Día 13. Una hora, cual unicornio azul, ayer se me fugó. Cuando me desperté y mi marío me informó de que eran las cuatro y media de la mañana, cinco y media de ayer (¿o al revés?, no le entendí muy bien en la bruma de la madrugada) me di cuenta de que, una vez más, se me había escapado. Una fuga con nocturnidad y alevosía, programada por no se qué organismo internacional (otro de esos que controlan nuestras vidas) que decide por nosotros cuándo debemos disfrutar de la luz del día
La fugitiva salió corriendo, como cada año, con tal celeridad para no ser atrapada que apenas apreció la diferencia. Solo cuando paró un segundo para tomar aliento descubrió la soledad de las calles, el silencio extraño que reinaba donde, en tantas otras ocasiones, se escuchaban las voces de los rezagados que aprovechan esa noche extraña en la que el tiempo escapa para escapar, ellos también, de la rutina.
Todavía sin comprender, se dio una vuelta por Las Canteras, donde comprobó con asombro que las olas, en esta noche incierta, irrumpían con un sonido nuevo en su encuentro con la orilla; se llegó hasta los lugares de trasnoche y echó de menos el bullicio de los que se resisten a acabar el día: transitó, en el poco tiempo que aún le quedaba, por los caminos que me son propios, y en todos ellos encontró el mismo panorama: algo nuevo, que le invitaba a amortiguar sus pasos en el deambular por la ciudad dormida.
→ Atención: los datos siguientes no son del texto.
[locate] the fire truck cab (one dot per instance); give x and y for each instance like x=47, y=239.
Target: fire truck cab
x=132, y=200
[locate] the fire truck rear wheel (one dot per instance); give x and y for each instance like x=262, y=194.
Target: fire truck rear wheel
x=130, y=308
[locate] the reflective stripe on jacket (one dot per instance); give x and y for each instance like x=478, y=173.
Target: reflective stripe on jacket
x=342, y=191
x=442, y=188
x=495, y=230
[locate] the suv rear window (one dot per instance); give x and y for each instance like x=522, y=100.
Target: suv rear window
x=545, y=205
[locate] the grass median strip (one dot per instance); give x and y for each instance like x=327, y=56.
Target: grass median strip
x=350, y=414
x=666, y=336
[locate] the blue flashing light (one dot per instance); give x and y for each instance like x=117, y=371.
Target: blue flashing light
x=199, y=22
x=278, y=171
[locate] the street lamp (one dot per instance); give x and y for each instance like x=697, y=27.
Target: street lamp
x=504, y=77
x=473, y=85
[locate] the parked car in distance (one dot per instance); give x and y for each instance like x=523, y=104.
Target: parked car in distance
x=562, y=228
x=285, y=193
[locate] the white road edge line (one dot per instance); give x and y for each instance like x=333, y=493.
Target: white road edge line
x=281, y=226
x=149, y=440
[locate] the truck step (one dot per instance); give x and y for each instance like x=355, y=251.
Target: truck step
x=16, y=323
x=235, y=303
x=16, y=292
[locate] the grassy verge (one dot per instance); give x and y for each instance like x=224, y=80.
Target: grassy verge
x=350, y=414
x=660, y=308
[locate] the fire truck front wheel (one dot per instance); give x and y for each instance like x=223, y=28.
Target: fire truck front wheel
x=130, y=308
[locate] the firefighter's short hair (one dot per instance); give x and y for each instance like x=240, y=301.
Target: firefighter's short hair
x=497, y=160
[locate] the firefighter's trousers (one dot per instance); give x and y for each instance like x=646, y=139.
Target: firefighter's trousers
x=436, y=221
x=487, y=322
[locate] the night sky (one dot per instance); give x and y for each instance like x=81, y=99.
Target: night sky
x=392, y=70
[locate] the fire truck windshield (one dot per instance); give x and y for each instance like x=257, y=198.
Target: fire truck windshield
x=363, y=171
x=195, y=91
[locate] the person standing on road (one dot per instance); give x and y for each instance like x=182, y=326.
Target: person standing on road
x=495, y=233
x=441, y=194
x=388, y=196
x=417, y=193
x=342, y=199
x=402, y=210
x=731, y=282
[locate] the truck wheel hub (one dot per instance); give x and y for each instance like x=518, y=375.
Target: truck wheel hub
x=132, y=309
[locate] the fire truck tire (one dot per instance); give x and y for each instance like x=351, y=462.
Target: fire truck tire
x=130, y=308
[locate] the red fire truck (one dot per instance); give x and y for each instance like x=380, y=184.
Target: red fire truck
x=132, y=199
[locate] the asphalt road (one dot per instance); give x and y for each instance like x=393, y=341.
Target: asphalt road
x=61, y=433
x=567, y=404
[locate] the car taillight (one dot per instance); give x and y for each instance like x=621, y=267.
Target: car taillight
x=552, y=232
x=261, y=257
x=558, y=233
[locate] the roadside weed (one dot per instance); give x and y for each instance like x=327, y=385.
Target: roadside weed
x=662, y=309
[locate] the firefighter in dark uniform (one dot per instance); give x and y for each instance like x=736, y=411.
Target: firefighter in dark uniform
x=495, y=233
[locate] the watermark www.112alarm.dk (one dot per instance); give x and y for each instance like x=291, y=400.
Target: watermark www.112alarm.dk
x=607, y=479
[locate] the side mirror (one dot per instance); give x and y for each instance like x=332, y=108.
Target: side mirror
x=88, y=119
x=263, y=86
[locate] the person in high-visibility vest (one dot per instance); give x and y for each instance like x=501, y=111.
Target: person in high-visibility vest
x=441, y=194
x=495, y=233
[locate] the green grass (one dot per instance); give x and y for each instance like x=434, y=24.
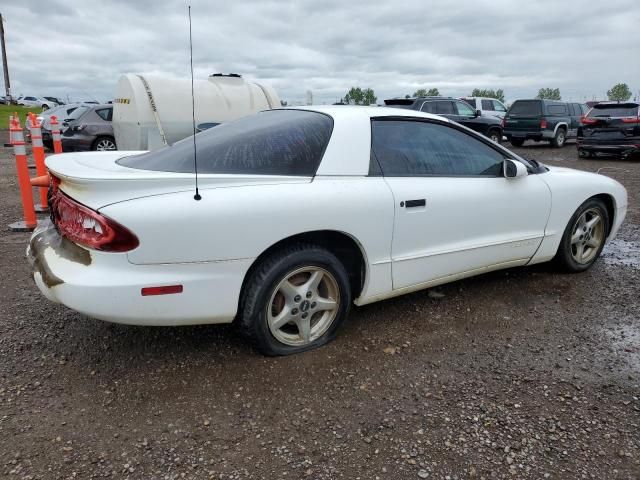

Hasta que se paró, intrigada. ¿Por qué esta vez no hay alma que me persiga?
Al fin, cuando la manecilla iba a marcar la siguiente hora, la fugitiva pudo escuchar con toda la claridad el latido de los corazones de los durmientes, ajenos a su marcha; y pudo distinguir también, con gran nitidez, los corazones cansados, valientes, de quienes velaban, una noche más, por otras vidas.
(Y Manolo Benítez se fugó al cuarto de al lado en busca una linda melodía).